USP: Problemas com trânsito guiam urbanização de São Paulo

Em São Paulo existem 4,5 milhões de automóveis

qua, 23/03/2005 - 18h03 | Do Portal do Governo

Congestionamento, poluição, estresse: o que mais se ouve de São Paulo é que a cidade não comporta volume tão grande de automóveis particulares e que deveria haver mais investimentos em transporte coletivo. ‘Cada vez mais a cidade, historicamente, se molda para receber o transporte individual’, afirma o geógrafo Jaime Oliva. Em sua tese de doutorado defendida na Faculdade de Filosofia, Letras e Ciências Humanas (FFLCH) da USP, ele mostra que o uso intenso de carros particulares altera o espaço da cidade e, em decorrência disso, as relações humanas.
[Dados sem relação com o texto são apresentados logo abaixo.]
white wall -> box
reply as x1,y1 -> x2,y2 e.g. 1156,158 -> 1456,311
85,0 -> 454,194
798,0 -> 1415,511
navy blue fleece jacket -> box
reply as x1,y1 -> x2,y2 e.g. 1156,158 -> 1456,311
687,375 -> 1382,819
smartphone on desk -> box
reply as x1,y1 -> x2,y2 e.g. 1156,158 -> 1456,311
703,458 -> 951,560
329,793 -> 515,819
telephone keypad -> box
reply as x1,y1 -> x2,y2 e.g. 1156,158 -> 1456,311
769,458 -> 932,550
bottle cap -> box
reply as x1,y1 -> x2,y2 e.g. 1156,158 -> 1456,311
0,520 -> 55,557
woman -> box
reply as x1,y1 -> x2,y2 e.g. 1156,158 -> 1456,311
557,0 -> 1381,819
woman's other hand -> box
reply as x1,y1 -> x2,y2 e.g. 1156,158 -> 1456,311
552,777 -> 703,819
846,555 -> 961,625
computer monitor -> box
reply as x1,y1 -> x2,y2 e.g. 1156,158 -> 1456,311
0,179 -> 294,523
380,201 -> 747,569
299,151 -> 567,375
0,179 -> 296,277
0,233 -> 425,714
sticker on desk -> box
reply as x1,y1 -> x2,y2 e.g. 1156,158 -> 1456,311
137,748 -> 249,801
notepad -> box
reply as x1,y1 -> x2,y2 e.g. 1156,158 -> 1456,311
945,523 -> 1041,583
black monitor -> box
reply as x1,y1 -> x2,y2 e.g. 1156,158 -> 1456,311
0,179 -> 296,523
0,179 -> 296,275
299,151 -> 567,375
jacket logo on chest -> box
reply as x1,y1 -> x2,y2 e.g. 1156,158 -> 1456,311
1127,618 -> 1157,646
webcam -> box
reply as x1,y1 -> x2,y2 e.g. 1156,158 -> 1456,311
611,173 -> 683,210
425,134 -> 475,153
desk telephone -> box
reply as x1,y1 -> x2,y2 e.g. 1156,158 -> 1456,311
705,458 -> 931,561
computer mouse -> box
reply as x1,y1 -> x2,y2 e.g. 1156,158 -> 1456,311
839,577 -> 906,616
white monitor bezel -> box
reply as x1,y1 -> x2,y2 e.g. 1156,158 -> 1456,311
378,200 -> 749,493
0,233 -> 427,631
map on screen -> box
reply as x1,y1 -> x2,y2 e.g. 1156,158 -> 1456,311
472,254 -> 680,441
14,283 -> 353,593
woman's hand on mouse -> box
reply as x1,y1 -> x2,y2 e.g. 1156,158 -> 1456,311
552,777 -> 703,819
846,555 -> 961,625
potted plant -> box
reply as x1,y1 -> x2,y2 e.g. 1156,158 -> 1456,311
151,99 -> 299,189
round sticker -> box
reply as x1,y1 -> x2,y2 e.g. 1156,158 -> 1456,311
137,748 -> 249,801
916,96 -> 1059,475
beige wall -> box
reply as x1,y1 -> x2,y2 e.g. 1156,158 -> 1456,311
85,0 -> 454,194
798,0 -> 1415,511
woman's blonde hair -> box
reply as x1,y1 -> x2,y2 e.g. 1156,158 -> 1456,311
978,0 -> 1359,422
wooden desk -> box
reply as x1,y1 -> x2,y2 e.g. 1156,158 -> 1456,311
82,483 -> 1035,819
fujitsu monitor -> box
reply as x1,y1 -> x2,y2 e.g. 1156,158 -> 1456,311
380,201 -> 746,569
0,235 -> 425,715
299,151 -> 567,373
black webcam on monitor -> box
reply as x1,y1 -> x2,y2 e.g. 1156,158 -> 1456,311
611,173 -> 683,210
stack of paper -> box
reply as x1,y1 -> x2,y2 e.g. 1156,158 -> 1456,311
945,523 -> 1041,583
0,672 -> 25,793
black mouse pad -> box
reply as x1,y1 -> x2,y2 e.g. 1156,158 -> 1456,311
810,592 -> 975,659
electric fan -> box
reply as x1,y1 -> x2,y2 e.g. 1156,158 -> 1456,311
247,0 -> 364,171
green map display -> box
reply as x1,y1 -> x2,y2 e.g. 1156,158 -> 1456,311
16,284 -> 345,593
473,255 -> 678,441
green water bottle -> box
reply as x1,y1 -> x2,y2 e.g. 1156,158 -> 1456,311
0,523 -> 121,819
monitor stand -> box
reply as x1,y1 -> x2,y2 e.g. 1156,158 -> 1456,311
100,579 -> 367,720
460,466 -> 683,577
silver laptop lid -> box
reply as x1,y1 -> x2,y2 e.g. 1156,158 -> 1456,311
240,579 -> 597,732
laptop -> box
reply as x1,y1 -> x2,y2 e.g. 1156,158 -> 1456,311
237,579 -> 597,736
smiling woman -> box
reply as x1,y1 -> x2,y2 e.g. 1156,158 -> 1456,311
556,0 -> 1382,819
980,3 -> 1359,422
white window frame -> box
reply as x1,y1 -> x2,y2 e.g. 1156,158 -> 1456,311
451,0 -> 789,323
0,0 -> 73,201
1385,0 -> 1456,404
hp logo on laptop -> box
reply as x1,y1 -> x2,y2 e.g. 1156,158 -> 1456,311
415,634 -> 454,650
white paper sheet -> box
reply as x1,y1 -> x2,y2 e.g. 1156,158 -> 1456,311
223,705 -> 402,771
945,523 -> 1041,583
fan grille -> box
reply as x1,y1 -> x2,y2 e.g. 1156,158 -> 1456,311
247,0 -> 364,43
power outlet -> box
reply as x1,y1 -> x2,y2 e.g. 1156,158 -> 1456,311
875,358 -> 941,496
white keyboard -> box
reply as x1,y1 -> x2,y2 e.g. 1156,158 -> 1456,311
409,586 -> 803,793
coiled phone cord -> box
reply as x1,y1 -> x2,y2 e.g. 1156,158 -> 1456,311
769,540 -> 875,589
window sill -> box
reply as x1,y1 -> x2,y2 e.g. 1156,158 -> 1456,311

‘Em São Paulo existem 4,5 milhões de automóveis, número muito superior a qualquer outra metrópole do mundo’, contabiliza o pesquisador. Em seu estudo, Oliva analisou estatísticas oficiais de trânsito, fluxos de pessoas e dados sobre empreendimentos imobiliários para concluir que São Paulo está construindo uma imensa garagem. Segundo ele, estão sendo construídas estruturas imensas para acomodar os automóveis, como estacionamentos e conjuntos residenciais, em geral, com mais de duas garagens, além dos complexos viários.

Subúrbios internos

Diferentemente de outras metrópoles mundiais, com destaque para as grandes cidades norte-americanas, São Paulo não sofreu um processo de ‘suburbanização’, ou seja, não se fragmentou fisicamente distribuindo sua população para regiões próximas ao centro. Esse processo acontece como reflexo da vontade de afastamento dos problemas que as cidades apresentam, como a violência, congestionamentos, encontros desejáveis, elitização etc.
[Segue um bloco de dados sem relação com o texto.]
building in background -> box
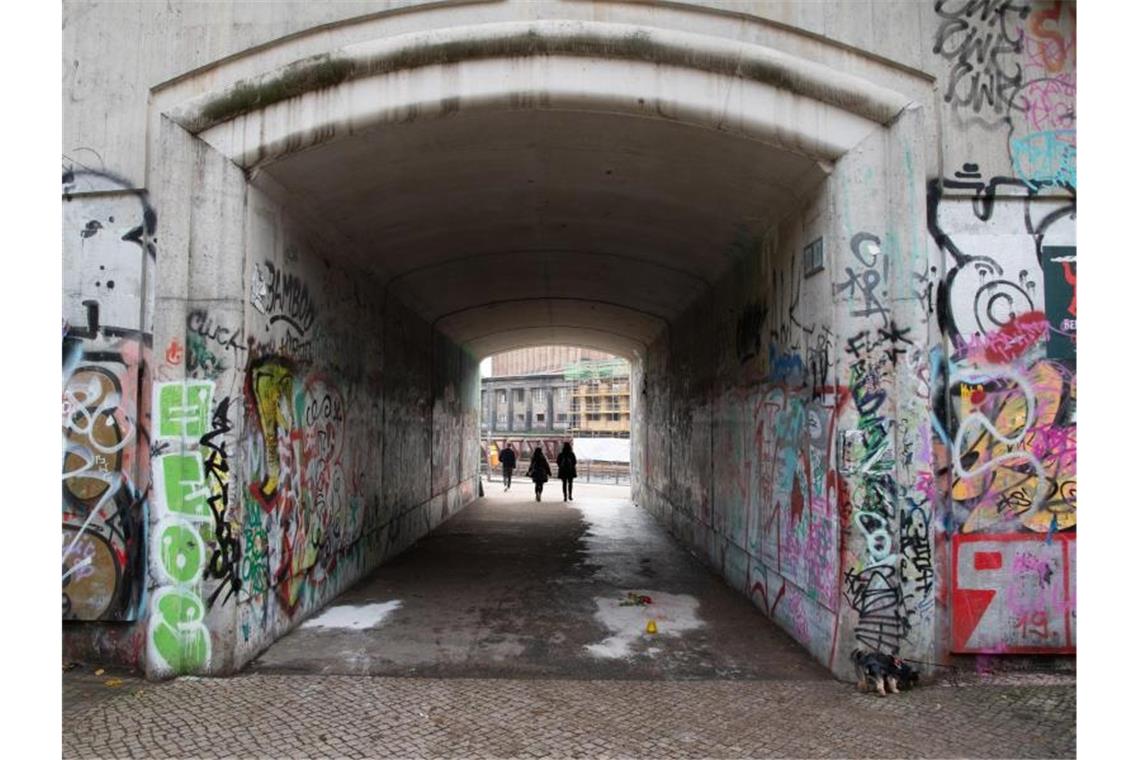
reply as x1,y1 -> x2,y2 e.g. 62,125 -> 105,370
491,345 -> 615,377
482,346 -> 629,438
562,358 -> 629,438
481,346 -> 630,483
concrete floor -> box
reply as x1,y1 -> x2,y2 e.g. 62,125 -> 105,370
250,481 -> 831,680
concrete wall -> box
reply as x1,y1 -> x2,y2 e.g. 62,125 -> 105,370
63,0 -> 1076,675
637,109 -> 938,673
638,2 -> 1076,675
64,125 -> 478,676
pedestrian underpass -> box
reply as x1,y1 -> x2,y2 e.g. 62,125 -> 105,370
250,484 -> 830,680
63,2 -> 1076,678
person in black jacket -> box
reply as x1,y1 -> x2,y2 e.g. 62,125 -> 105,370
557,441 -> 578,501
527,447 -> 551,501
499,443 -> 516,491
‘Em São Paulo foi diferente: a vontade de afastamento resultou no uso intenso dos automóveis particulares e na construção de condomínios fechados que impedem o contato dos moradores com sua cidade há uma ou duas gerações’, explica o geógrafo. ‘São Paulo construiu seus ‘subúrbios internos’. Separou as pessoas mantendo-as fisicamente próximas.’
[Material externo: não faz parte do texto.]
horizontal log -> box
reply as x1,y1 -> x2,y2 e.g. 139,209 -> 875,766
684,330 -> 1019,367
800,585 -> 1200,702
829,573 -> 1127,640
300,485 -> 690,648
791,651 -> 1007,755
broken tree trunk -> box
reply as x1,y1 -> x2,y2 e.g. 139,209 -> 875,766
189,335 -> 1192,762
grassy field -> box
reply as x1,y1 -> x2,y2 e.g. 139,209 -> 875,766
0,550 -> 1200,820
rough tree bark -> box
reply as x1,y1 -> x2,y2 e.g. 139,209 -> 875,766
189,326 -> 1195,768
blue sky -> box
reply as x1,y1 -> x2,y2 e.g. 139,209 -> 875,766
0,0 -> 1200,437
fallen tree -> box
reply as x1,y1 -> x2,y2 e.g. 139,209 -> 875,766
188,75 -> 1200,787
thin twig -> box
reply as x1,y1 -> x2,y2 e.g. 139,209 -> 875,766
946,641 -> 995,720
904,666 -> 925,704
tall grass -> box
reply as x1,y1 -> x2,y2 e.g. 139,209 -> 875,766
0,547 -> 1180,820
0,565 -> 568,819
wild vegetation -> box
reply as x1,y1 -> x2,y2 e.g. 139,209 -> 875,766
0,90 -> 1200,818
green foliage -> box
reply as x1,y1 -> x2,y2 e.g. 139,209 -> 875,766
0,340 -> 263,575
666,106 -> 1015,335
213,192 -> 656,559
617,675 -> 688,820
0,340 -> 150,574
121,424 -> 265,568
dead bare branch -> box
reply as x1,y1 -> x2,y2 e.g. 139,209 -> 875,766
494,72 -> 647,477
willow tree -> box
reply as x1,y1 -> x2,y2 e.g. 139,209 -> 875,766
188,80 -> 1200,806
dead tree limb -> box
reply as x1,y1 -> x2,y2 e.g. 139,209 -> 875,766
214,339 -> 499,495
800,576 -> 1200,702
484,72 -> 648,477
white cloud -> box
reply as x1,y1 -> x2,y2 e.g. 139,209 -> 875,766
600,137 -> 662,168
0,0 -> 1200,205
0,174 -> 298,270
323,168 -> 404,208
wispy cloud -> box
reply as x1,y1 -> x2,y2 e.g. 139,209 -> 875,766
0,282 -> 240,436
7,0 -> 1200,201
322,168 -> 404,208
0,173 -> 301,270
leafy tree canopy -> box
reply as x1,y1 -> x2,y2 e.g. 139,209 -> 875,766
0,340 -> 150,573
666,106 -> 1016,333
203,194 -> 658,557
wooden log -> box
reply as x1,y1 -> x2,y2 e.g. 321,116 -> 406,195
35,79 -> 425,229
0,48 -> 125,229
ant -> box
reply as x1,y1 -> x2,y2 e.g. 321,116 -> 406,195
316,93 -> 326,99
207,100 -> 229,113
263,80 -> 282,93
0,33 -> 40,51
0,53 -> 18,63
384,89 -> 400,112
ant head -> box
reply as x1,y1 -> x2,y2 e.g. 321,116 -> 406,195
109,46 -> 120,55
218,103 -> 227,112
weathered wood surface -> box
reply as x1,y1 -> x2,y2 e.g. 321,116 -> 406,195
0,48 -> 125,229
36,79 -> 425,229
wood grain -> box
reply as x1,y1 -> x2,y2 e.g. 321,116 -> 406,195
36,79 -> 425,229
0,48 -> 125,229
Uma hipótese para o não desmembramento físico da capital paulista é a falta de investimento em anéis viários que permitiriam o rápido acesso da população dos subúrbios para a cidade. ‘A construção desses anéis viários e dos condomínios afastados, como Alphaville, ainda é bastante recente’, diz.

Transporte público

O uso do automóvel particular faz parte do modo de vida da população brasileira. ‘Existe a crença e a aceitação ideológica de que a passagem para o setor privado representa ascensão social, como o uso de sistema de ensino, de saúde e de transporte particulares, ao invés dos públicos.’

‘Três automóveis e um imóvel com três garagens passam a ser um patrimônio, é um investimento para se movimentar pela cidade. Quem fez esse investimento não usa ônibus e metrô’, avalia o pesquisador. ‘Esse segmento da população que possui automóveis é o que tem poder de reivindicação, mas não interessa a ele o investimento em transporte público.’ Para Oliva, a cidade não pode ser vista como um palco, mas um ingrediente da sociedade, e nós somos atores do processo de sua transformação.